The natural course of RP is not well understood since population-based prospective studies are scarce. One such study conducted by Suter et al. in the U.S. followed 1358 subjects for a mean of seven years. They reported a cumulative incidence of 1.5–2.2% and a remission proportion of 64% [6]. In another similar study by Carpentier et al., conducted on 296 subjects living in a French alpine region, the cumulative incidence proportion was 3.5% and remission proportion 33% after 14 years of follow-up [7]. In addition, several smaller longitudinal clinical studies on RP subjects have been conducted, but mainly aimed at establishing a potential transition to secondary RP associated with rheumatic diseases [8,9,10,11,12,13]. However, few such studies have reported on any potential for remission [14,15,16]. No population-based longitudinal studies on RP have been conducted in a Scandinavian setting, which means that the course, and the influence of possible risk factors, has not been determined.

Regarding risk factors, numerous individual and external conditions have been reported to be associated with secondary RP [17, 18], among them rheumatic conditions, cardiovascular disease, migraines, tobacco use, cold exposure, and manifest cold injury [19,20,21]. Regarding the latter, mainly cross-sectional epidemiological studies have indicated a link between cold injury and RP. However, several authors have considered cold injury as an independent risk factor for contracting RP [3, 19, 22], while others have interpreted the results in the opposite direction, i.e. that manifest RP increases the risk of subsequent cold injury [23, 24]. To the authors’ knowledge, only one study has utilized longitudinal (retrospective) data, and reported an increased two-year cumulative incidence of extremity frostbite among those with vibration-induced secondary RP [25]. Thus, there is a need for population-based studies to determine the natural course of RP, and shed light on the time relation between cold injury and RP.

The primary aim of this study was to determine the incidence, remission, and persistence proportions of RP in the general population of northern Sweden.

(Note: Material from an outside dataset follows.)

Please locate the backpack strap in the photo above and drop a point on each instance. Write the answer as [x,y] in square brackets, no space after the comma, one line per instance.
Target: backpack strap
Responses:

Secondary aims were to determine how individual and exposure factors affect the course of RP, and to assess gender differences.


Study design and setting

This prospective survey-based, closed-cohort study was part of the Cold and Health In Northern Sweden (CHINS) research project, which was initiated in 2015 to broadly explore adverse health effects from ambient cold exposure, and has previously been described in detail [4]. The study sample included men and women of working age at enrollment (18–70 years), living in northern Sweden, who were drawn from the national Swedish population register. Baseline data came from the first postal survey (CHINS2015), that was administered between February and May of 2015. Follow-up data was retrieved through a digital questionnaire (CHINS2021) that collected data between March and April of 2021. All subjects (N = 12,627) who had responded to the baseline questionnaire were invited by a postal query to respond to the follow-up questionnaire, with one postal reminder. Subjects were also given the option to respond to the questionnaire on paper, if reluctant or unable to answer digitally. The study protocol was approved by the Regional Ethical Review Board situated at Umeå University (DNR 2014–286-31 M) and the Swedish Ethical Review Authority (DNR 2020–06707).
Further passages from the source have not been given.